|
MENKIBELER (M - 1)
Evliyânın büyüklerinden
Mâlik bin Dînâr (rahmetullahi teâlâ aleyh) hazretleri ile ilgili olarak
Câfer bin Süleymân şöyle anlatır: "Bir zaman Mâlik bin Dînâr hazretleri ile
Basra'da dolaşırken, yeni yapılan bir köşk gördük. Köşkün mîmârı güler yüzlü bir
gençti. Yanına varıp selâm verdik. O da selâmımıza cevap verdi. Mâlik bin Dînâr
hazretleri ona; "Ey genç!
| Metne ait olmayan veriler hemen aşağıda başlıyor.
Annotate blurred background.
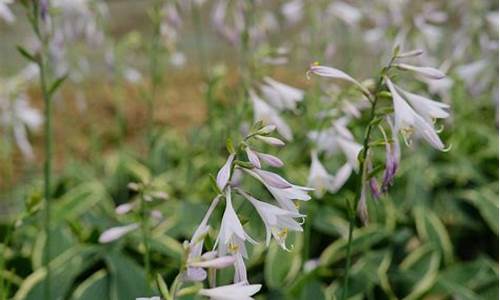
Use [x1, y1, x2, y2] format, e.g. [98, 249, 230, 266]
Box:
[0, 0, 498, 299]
Bu köşkü Allah için versen de Allahü teâlâ da sana
Cennet'te bundan daha iyisini ihsân etse." dedi. Genç kabûl edip; "Kefil olur
musun?" deyince, Mâlik hazretleri; "Evet." buyurdu ve bir kâğıda; "Yâ Rabbî! Bu
gence senin için verdiği bu köşke karşılık Cennet'te bir köşk ihsân eyle. Mâlik
bin Dînâr bu kuluna kefildir." şeklinde yazdı ve mektubu gence verdi. Ondan
aldığı malı da fakirlere dağıttı. Bir zaman sonra genç vefât etti. Mâlik bin
Dînâr hazretleri gencin vefât ettiği gece mihrabına konulmuş mânevî bir mektup
buldu. Ona baktığında; "Bu Mâlik bin Dînâr'a bir berâttır. Senin söylediğinden
yetmiş kat fazlasıyla gencin köşkünü kendisine teslim ettik." diye yazılı
olduğunu gördü.
Doğu Anadolu'da yetişen
evliyânın meşhurlarından Seyyid Mehmed Emîn (rahmetullahi teâlâ aleyh)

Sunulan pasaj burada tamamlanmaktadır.